For this we specialise a target specific hazard checker with constraints.  During scheduling we maintain a map describing the resources used in a cycle, and then the hazard checker inspects this map to determine if the instruction can be inserted into the selected cycle.  This checks for obscure situation such as instruction X cannot be in the 3rd cycle after instruction Y unless instruction Z is in the 8th cycle previous.  It works pretty well, and we have many strange instruction relationships that are managed this way due to the interaction of multiple functional units in our VLIW instructions.

	MartinO

-----Original Message-----
From: llvm-dev [mailto:llvm-dev-bounces at lists.llvm.org] On Behalf Of Simon Dardis via llvm-dev
Sent: 16 November 2016 12:10
To: Patrick Boettcher; llvm-dev at lists.llvm.org
Cc: Pierre-Emmanuel BERNARD; chris.dewhurst at lero.ie
Subject: Re: [llvm-dev] [SPARC]: leon2 and leon3: not respecting delayed-write to Y-register

Hi Patrick, 

For MIPS we have a similar situation with compact branch instructions, in that they can not be scheduled back to back, doing so triggers a reserved instruction exception. For my implementation of compact branches, I extended the instruction definition to tag the relevant instructions, then had a simple pass which iterated over the instructions very late in the compilation pipeline to insert nops.

If you're going down the same route, I heavily suggest avoid extending the delay slot filler as it could end up moving the instruction you're trying to guard.

Using a separate pass may give you better results than blindly inserting nops during ISel.

https://reviews.llvm.org/rL263444 is the commit where I implemented this for reference.

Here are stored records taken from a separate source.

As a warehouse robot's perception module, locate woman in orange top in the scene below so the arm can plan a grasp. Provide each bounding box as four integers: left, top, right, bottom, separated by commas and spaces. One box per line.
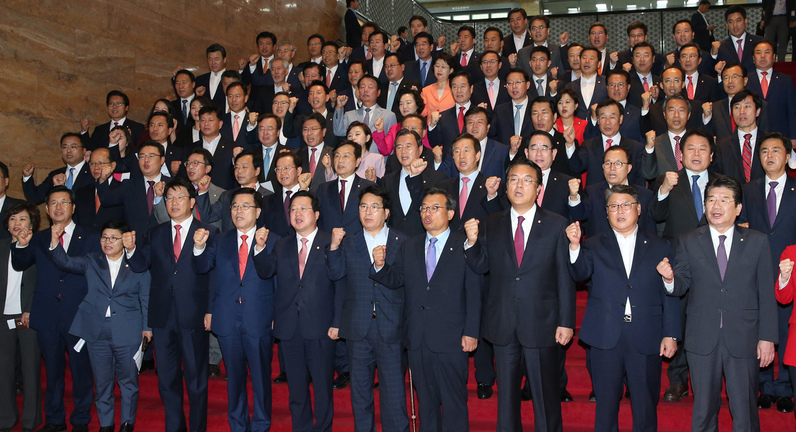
421, 53, 456, 118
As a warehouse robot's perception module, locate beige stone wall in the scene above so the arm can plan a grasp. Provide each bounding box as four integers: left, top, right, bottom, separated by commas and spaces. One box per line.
0, 0, 345, 197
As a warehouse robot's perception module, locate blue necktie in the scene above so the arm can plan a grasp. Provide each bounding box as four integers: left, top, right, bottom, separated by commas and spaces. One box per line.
66, 168, 75, 189
514, 104, 523, 135
691, 175, 705, 220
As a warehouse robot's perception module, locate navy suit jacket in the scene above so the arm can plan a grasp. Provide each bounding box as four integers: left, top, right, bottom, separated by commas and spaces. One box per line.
50, 245, 151, 346
254, 230, 345, 340
128, 218, 218, 331
11, 225, 101, 330
746, 69, 796, 139
569, 136, 646, 187
194, 228, 279, 337
371, 231, 482, 353
328, 229, 406, 344
315, 174, 375, 233
570, 227, 681, 356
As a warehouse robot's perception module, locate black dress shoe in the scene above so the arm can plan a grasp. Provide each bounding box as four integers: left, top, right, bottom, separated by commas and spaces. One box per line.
140, 360, 155, 372
274, 372, 287, 384
208, 364, 221, 377
757, 394, 777, 409
332, 372, 351, 390
39, 423, 66, 432
777, 397, 793, 413
477, 383, 494, 399
520, 381, 533, 402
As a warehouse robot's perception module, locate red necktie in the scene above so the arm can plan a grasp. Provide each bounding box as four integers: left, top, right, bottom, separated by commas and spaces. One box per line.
299, 238, 309, 279
674, 136, 683, 171
514, 216, 525, 267
340, 180, 346, 213
174, 225, 182, 262
238, 234, 249, 280
742, 134, 752, 182
760, 72, 768, 99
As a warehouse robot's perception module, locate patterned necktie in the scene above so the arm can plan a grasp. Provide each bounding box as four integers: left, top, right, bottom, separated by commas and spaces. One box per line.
174, 225, 182, 262
716, 235, 727, 281
426, 237, 437, 281
766, 182, 779, 227
691, 175, 705, 220
742, 134, 752, 183
238, 234, 249, 280
514, 216, 525, 267
299, 238, 309, 279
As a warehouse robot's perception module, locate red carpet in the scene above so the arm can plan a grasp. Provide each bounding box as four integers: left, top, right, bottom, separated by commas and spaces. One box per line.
14, 292, 796, 432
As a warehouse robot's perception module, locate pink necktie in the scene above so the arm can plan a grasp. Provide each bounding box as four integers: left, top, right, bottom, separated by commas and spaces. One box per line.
232, 114, 240, 141
760, 72, 768, 99
459, 177, 470, 218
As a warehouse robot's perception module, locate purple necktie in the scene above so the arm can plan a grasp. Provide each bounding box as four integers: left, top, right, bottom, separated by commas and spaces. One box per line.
766, 182, 779, 227
514, 216, 525, 267
716, 235, 727, 281
426, 237, 437, 280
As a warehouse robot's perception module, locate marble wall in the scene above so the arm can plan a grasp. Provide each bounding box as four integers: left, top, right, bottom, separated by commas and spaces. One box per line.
0, 0, 345, 197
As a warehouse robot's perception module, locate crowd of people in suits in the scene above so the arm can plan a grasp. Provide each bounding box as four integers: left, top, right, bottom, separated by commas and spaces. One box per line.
0, 0, 796, 432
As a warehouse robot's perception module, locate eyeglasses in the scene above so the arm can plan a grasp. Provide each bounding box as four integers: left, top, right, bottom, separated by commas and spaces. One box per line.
605, 202, 638, 213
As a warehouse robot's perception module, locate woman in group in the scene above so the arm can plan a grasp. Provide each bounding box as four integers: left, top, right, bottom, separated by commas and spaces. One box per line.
373, 89, 431, 156
421, 53, 456, 118
28, 221, 152, 432
0, 202, 41, 431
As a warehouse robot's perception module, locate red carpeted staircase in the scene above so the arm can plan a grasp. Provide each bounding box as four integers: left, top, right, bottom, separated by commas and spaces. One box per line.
14, 291, 796, 432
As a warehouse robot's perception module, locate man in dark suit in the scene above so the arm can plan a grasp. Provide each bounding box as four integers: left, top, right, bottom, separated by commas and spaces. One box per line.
740, 132, 796, 412
711, 90, 766, 184
489, 68, 533, 143
11, 187, 99, 432
565, 47, 608, 120
568, 146, 656, 238
328, 186, 409, 432
74, 148, 124, 232
746, 40, 796, 140
80, 90, 144, 151
193, 106, 237, 189
691, 0, 716, 51
254, 191, 345, 432
404, 32, 437, 89
97, 141, 171, 241
378, 129, 446, 236
0, 162, 23, 240
221, 82, 257, 149
344, 0, 362, 48
127, 178, 218, 431
710, 5, 763, 71
371, 188, 481, 432
567, 185, 681, 431
169, 69, 196, 129
503, 8, 533, 58
658, 177, 778, 431
472, 51, 511, 111
22, 132, 94, 204
194, 44, 227, 113
192, 188, 278, 432
650, 129, 721, 402
0, 201, 40, 432
464, 159, 575, 431
566, 99, 646, 186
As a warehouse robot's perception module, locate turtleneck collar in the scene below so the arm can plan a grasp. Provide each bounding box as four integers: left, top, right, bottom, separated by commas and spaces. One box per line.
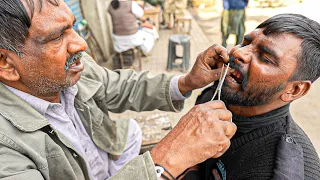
232, 104, 290, 134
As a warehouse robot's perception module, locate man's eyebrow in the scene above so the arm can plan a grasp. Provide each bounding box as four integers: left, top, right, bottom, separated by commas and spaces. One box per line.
259, 45, 279, 59
42, 15, 76, 42
243, 35, 252, 42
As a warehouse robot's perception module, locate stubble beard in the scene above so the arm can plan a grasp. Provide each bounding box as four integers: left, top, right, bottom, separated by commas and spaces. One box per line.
221, 84, 284, 106
28, 71, 79, 96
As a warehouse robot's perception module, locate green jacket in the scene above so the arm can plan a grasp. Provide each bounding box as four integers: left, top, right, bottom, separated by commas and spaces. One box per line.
0, 54, 183, 180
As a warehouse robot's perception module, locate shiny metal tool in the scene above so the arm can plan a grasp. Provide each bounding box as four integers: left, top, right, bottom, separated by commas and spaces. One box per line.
211, 63, 230, 101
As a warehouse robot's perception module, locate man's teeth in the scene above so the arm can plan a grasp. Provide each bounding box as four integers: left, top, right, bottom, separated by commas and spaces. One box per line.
229, 76, 238, 83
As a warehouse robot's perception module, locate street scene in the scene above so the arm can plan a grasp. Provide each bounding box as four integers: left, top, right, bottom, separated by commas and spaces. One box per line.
107, 0, 320, 153
0, 0, 320, 180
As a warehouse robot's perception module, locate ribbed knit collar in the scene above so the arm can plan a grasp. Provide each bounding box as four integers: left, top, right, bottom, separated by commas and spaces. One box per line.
232, 104, 290, 134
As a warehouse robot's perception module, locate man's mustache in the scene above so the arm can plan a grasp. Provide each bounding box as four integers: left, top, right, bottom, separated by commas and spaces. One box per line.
229, 55, 248, 89
64, 51, 83, 71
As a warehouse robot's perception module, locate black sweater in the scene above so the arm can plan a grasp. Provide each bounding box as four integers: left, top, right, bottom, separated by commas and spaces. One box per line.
184, 87, 320, 180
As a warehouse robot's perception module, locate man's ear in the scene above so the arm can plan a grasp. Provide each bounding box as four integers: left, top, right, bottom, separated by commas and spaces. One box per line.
280, 81, 311, 102
0, 49, 20, 81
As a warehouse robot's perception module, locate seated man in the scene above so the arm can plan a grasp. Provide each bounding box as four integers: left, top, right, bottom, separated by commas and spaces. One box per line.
108, 0, 159, 54
184, 14, 320, 180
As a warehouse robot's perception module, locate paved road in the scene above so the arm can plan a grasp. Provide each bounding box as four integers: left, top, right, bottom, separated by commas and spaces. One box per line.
190, 0, 320, 153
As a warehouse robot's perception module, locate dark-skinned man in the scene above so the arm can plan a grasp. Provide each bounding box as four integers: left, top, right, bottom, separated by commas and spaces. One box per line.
0, 0, 236, 180
184, 14, 320, 180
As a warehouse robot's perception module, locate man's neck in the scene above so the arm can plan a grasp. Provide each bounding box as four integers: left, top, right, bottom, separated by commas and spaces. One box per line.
2, 81, 61, 103
228, 100, 288, 117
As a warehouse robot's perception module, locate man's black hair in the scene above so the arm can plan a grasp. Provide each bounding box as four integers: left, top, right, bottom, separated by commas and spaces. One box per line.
0, 0, 59, 56
111, 0, 120, 9
257, 14, 320, 82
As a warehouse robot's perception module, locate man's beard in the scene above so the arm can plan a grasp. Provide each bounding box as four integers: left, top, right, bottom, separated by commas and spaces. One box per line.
221, 84, 284, 106
221, 56, 285, 106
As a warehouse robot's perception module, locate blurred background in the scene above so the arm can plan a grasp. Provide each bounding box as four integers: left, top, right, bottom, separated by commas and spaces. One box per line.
65, 0, 320, 153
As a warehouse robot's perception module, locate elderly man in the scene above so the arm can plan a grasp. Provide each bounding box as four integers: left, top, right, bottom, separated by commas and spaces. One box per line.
181, 14, 320, 180
0, 0, 236, 180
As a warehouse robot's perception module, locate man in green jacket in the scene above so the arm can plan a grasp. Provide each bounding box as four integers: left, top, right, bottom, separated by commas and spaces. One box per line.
0, 0, 236, 180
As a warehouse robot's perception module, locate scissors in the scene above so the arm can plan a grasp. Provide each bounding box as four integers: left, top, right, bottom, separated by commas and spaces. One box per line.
211, 63, 230, 101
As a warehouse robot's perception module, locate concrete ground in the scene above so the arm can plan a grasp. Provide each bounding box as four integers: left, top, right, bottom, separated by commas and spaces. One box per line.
108, 0, 320, 153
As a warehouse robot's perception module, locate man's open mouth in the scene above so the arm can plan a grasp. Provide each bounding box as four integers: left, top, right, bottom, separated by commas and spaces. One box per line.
230, 69, 243, 84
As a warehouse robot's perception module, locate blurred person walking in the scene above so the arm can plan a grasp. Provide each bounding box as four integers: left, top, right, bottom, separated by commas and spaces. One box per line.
221, 0, 249, 47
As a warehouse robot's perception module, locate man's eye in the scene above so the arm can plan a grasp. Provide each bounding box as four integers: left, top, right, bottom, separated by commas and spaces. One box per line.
53, 34, 63, 41
260, 55, 270, 64
240, 43, 248, 47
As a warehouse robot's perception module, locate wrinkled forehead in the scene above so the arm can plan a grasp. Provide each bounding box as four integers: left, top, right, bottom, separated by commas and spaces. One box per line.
21, 0, 73, 33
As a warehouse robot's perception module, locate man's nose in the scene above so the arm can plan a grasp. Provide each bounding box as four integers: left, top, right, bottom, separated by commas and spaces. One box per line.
68, 31, 88, 54
233, 46, 252, 64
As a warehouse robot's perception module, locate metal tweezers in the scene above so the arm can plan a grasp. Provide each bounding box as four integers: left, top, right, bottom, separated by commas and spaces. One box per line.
211, 63, 230, 101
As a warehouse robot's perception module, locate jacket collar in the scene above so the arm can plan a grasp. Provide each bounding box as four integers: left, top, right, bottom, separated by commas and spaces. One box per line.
0, 83, 49, 132
0, 76, 102, 132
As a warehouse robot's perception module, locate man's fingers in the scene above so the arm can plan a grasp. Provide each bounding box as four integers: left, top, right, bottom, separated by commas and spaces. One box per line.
209, 109, 232, 122
202, 44, 229, 67
198, 100, 227, 111
210, 67, 231, 81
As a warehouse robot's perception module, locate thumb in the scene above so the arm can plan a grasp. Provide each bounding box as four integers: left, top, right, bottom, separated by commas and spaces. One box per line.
210, 68, 230, 81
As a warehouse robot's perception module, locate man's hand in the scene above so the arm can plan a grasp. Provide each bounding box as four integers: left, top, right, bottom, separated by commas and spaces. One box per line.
178, 44, 229, 94
150, 101, 236, 176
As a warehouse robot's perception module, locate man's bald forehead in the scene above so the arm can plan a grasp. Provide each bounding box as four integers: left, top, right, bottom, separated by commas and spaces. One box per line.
20, 0, 59, 19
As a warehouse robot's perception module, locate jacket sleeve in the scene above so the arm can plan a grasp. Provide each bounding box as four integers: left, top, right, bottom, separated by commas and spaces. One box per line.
109, 152, 158, 180
0, 145, 44, 180
81, 54, 184, 113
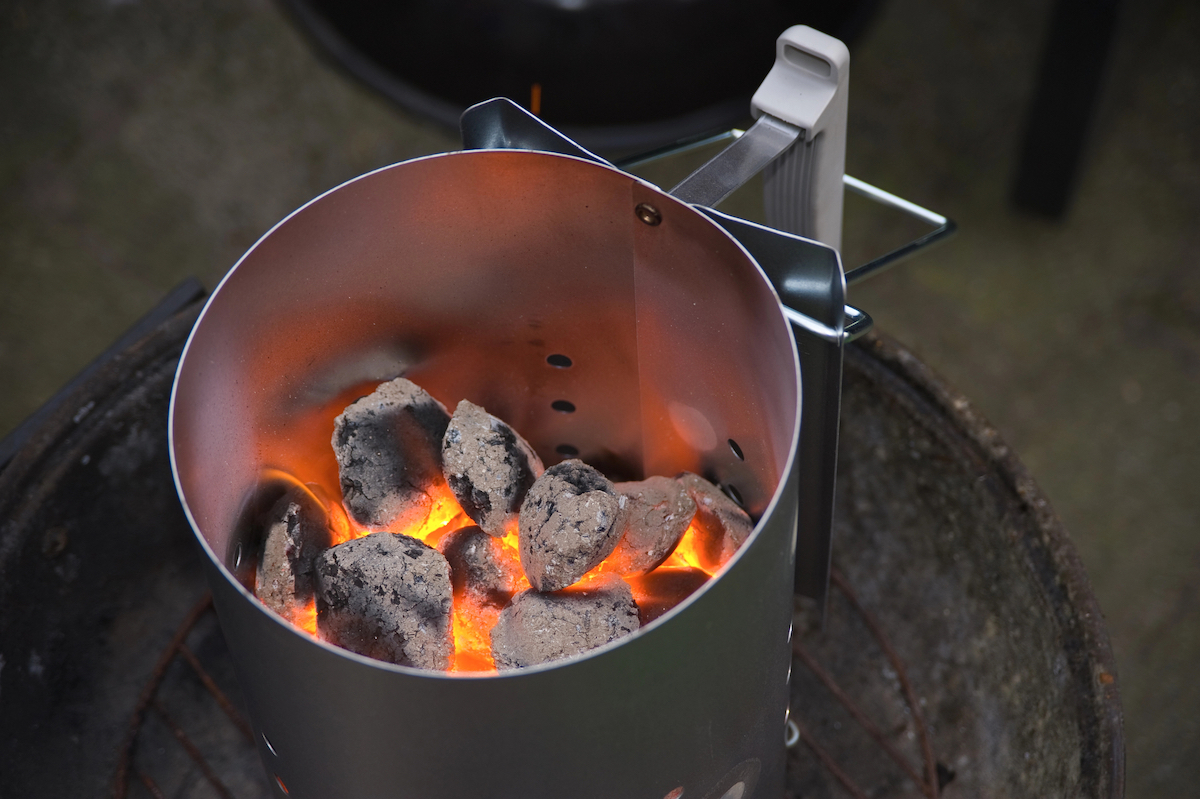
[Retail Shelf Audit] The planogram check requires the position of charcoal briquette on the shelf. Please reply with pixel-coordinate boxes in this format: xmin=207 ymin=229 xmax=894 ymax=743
xmin=611 ymin=476 xmax=696 ymax=575
xmin=677 ymin=471 xmax=754 ymax=571
xmin=492 ymin=575 xmax=640 ymax=671
xmin=438 ymin=524 xmax=521 ymax=607
xmin=626 ymin=567 xmax=709 ymax=627
xmin=442 ymin=400 xmax=542 ymax=537
xmin=254 ymin=488 xmax=332 ymax=619
xmin=317 ymin=533 xmax=454 ymax=669
xmin=332 ymin=378 xmax=450 ymax=530
xmin=518 ymin=459 xmax=625 ymax=591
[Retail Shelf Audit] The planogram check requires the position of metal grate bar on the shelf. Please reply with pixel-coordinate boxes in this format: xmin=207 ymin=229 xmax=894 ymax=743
xmin=829 ymin=569 xmax=938 ymax=799
xmin=113 ymin=594 xmax=212 ymax=799
xmin=138 ymin=771 xmax=167 ymax=799
xmin=792 ymin=641 xmax=930 ymax=797
xmin=150 ymin=699 xmax=233 ymax=799
xmin=179 ymin=643 xmax=254 ymax=743
xmin=792 ymin=569 xmax=940 ymax=799
xmin=796 ymin=722 xmax=868 ymax=799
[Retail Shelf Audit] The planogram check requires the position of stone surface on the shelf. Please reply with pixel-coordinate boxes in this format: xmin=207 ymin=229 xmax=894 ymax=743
xmin=438 ymin=524 xmax=521 ymax=607
xmin=254 ymin=488 xmax=331 ymax=620
xmin=612 ymin=475 xmax=696 ymax=575
xmin=678 ymin=471 xmax=754 ymax=571
xmin=442 ymin=400 xmax=544 ymax=537
xmin=492 ymin=575 xmax=641 ymax=671
xmin=317 ymin=533 xmax=454 ymax=669
xmin=332 ymin=378 xmax=450 ymax=531
xmin=520 ymin=459 xmax=624 ymax=591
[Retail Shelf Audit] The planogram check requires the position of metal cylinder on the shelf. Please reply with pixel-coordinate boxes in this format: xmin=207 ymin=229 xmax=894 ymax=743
xmin=170 ymin=151 xmax=799 ymax=799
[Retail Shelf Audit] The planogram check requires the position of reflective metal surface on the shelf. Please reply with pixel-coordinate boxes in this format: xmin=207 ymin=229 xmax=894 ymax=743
xmin=170 ymin=151 xmax=799 ymax=799
xmin=671 ymin=114 xmax=803 ymax=206
xmin=702 ymin=209 xmax=844 ymax=608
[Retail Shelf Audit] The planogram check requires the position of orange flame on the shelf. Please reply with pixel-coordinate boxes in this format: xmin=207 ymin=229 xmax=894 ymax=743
xmin=263 ymin=458 xmax=714 ymax=674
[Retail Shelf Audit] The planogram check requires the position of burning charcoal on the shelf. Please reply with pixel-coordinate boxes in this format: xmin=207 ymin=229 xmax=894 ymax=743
xmin=438 ymin=524 xmax=521 ymax=607
xmin=442 ymin=400 xmax=542 ymax=537
xmin=677 ymin=471 xmax=754 ymax=571
xmin=628 ymin=569 xmax=708 ymax=627
xmin=334 ymin=378 xmax=450 ymax=530
xmin=612 ymin=476 xmax=696 ymax=575
xmin=317 ymin=533 xmax=454 ymax=669
xmin=492 ymin=575 xmax=640 ymax=669
xmin=254 ymin=488 xmax=332 ymax=611
xmin=520 ymin=453 xmax=625 ymax=591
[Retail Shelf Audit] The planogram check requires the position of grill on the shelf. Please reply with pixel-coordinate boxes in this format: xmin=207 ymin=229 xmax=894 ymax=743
xmin=0 ymin=23 xmax=1122 ymax=799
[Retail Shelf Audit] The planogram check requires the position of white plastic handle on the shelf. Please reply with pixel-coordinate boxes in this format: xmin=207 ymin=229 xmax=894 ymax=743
xmin=750 ymin=25 xmax=850 ymax=250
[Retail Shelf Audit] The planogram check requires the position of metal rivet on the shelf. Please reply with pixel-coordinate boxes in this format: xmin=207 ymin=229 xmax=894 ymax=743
xmin=634 ymin=203 xmax=662 ymax=228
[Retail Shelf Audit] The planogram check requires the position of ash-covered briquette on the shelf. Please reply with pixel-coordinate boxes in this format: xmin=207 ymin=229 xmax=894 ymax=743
xmin=438 ymin=524 xmax=521 ymax=607
xmin=254 ymin=488 xmax=332 ymax=619
xmin=334 ymin=378 xmax=450 ymax=530
xmin=317 ymin=533 xmax=454 ymax=669
xmin=611 ymin=476 xmax=696 ymax=575
xmin=677 ymin=471 xmax=754 ymax=571
xmin=442 ymin=400 xmax=542 ymax=537
xmin=628 ymin=567 xmax=709 ymax=627
xmin=518 ymin=459 xmax=625 ymax=591
xmin=492 ymin=575 xmax=640 ymax=669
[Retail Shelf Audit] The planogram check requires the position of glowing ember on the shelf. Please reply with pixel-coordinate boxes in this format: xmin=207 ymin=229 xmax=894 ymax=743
xmin=248 ymin=379 xmax=752 ymax=674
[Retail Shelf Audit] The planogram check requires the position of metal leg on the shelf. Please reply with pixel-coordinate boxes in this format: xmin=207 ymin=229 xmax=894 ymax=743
xmin=1013 ymin=0 xmax=1120 ymax=218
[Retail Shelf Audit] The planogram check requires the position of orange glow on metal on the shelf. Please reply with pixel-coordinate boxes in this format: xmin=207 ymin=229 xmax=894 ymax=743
xmin=292 ymin=599 xmax=318 ymax=638
xmin=659 ymin=523 xmax=713 ymax=577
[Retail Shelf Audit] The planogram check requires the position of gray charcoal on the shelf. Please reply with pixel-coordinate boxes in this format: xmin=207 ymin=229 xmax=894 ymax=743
xmin=677 ymin=471 xmax=754 ymax=571
xmin=612 ymin=476 xmax=696 ymax=575
xmin=442 ymin=400 xmax=542 ymax=537
xmin=492 ymin=575 xmax=641 ymax=669
xmin=254 ymin=488 xmax=331 ymax=619
xmin=334 ymin=378 xmax=450 ymax=530
xmin=317 ymin=533 xmax=454 ymax=669
xmin=629 ymin=567 xmax=709 ymax=627
xmin=520 ymin=459 xmax=625 ymax=591
xmin=438 ymin=524 xmax=521 ymax=607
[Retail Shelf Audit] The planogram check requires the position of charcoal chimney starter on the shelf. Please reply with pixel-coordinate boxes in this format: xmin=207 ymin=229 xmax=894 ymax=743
xmin=170 ymin=143 xmax=800 ymax=799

Another thing you can try is to coax the scheduler to pick something else if possible by increasing the latency of instructions that write to State registers, though you'd still need some other mechanism to ensure that those arch constraints are met.

Thanks,
Simon
________________________________________
From: llvm-dev [llvm-dev-bounces at lists.llvm.org] on behalf of Patrick Boettcher via llvm-dev [llvm-dev at lists.llvm.org]
Sent: 16 November 2016 10:29
To: llvm-dev at lists.llvm.org
Cc: Pierre-Emmanuel BERNARD; chris.dewhurst at lero.ie
Subject: [llvm-dev] [SPARC]: leon2 and leon3: not respecting delayed-write to Y-register

Hi,

in section B.29. (Write State Register Instructions) of 'The SPARC Architecture Manual Version 8' it is said that the "The write state register instructions are delayed-write instructions."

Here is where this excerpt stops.